The AFR labelled the little known Barnett a "premium property investor", crediting him for having "negotiated the purchase of the two apartments privately."
Russell Crowe denies Fairfax Media reports of Woolloomooloo Wharf apartment sale
Fairfax Media property columnists have amended articles that reported the Academy award-winning actor Russell Crowe had sold two of his four apartments in Woolloomooloo Wharf last Saturday.
The Australian Financial Review's Su-Lin Tan had the Sunday "exclusive" which was followed up Monday by Lucy Macken at Domain, Channel 7 and The West Australian.
The Sydney Daily Telegraph checked the initial report and did not publish on receiving a denial.
Macken's Monday afternoon rewrite wrote "in a bizarre twist, Russell Crowe’s media agent Grant Vandenberg denied any sale had occurred."
“It hasn’t sold and it wasn’t for sale,” Vandenberg told Domain which then duly noted as a footer that it had amended its initial $13 million sale report.
Their URL however remained: "Russell Crowe sells half home on Sydney's finger wharf."
Last month a prestige Bellevue Hill article was also amended subsequent to publication.

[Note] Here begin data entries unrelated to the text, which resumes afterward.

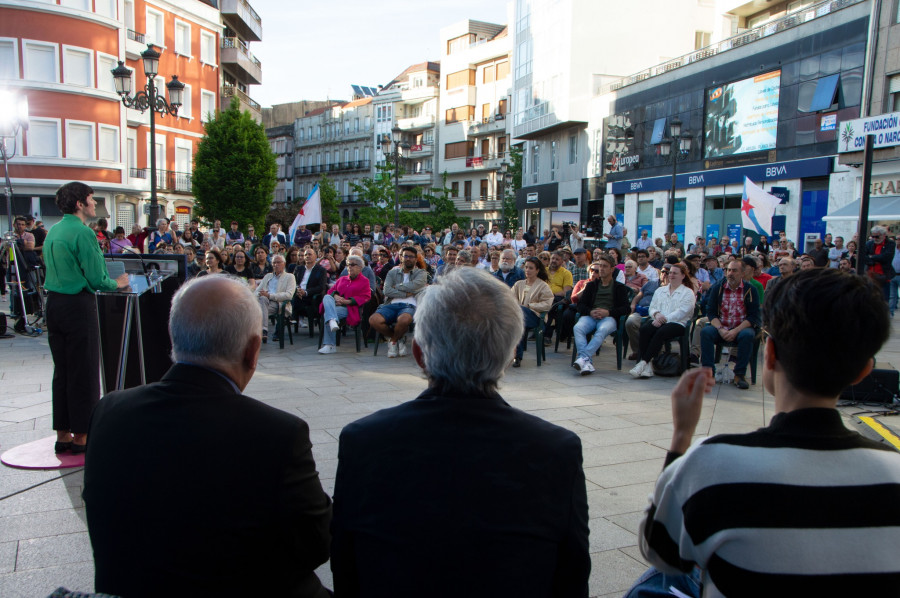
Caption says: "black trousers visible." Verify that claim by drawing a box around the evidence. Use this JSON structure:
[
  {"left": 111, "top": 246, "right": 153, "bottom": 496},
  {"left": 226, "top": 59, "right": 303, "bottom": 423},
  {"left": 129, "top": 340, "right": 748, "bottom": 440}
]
[
  {"left": 638, "top": 319, "right": 684, "bottom": 362},
  {"left": 47, "top": 291, "right": 100, "bottom": 434}
]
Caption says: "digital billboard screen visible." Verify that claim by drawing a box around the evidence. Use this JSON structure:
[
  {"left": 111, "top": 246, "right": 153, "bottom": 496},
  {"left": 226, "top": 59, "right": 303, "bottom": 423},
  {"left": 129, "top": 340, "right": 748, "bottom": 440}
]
[{"left": 703, "top": 70, "right": 781, "bottom": 158}]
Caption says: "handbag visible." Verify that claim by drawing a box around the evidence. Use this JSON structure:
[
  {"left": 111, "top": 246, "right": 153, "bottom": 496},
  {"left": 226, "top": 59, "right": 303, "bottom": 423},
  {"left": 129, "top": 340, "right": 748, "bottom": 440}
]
[{"left": 650, "top": 351, "right": 683, "bottom": 376}]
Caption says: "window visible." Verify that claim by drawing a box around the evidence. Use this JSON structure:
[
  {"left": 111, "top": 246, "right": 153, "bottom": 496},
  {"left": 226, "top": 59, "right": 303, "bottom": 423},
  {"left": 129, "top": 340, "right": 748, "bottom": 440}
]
[
  {"left": 550, "top": 141, "right": 558, "bottom": 181},
  {"left": 97, "top": 52, "right": 118, "bottom": 93},
  {"left": 444, "top": 141, "right": 475, "bottom": 160},
  {"left": 446, "top": 106, "right": 475, "bottom": 124},
  {"left": 175, "top": 20, "right": 191, "bottom": 57},
  {"left": 447, "top": 69, "right": 475, "bottom": 89},
  {"left": 22, "top": 41, "right": 59, "bottom": 83},
  {"left": 178, "top": 83, "right": 193, "bottom": 118},
  {"left": 97, "top": 125, "right": 119, "bottom": 162},
  {"left": 888, "top": 75, "right": 900, "bottom": 112},
  {"left": 63, "top": 46, "right": 94, "bottom": 87},
  {"left": 0, "top": 39, "right": 19, "bottom": 80},
  {"left": 200, "top": 89, "right": 216, "bottom": 123},
  {"left": 28, "top": 118, "right": 61, "bottom": 158},
  {"left": 200, "top": 29, "right": 216, "bottom": 65},
  {"left": 497, "top": 60, "right": 509, "bottom": 81},
  {"left": 66, "top": 120, "right": 94, "bottom": 160},
  {"left": 144, "top": 8, "right": 166, "bottom": 46}
]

The AFR kept its headline and URL, and without any acknowledgement, amended its article to instead suggest Crowe "is in discussions to sell two of his Finger Wharf apartments in Woolloomooloo to new Sydney entrant Sam Barnett, former Western Australia premier Colin Barnett's youngest son, for just under $13 million."
The article confusingly further advised "an offer and acceptance for the sale of the two smaller Finger Wharf properties of about 900 square metres had occurred, but settlement of the property has not."
The original article was gushingly retweeted by fewer AFR colleagues than normal practice.
The near 1000-square-metre amalgamation of four lots was bought by Crowe in 2003 for a then-apartment record of $14.35 million. It was listed in 2016 with $30 million hopes, but pulled from the market last year despite offer around $25 million given Crowe's other property listings yielded high prices.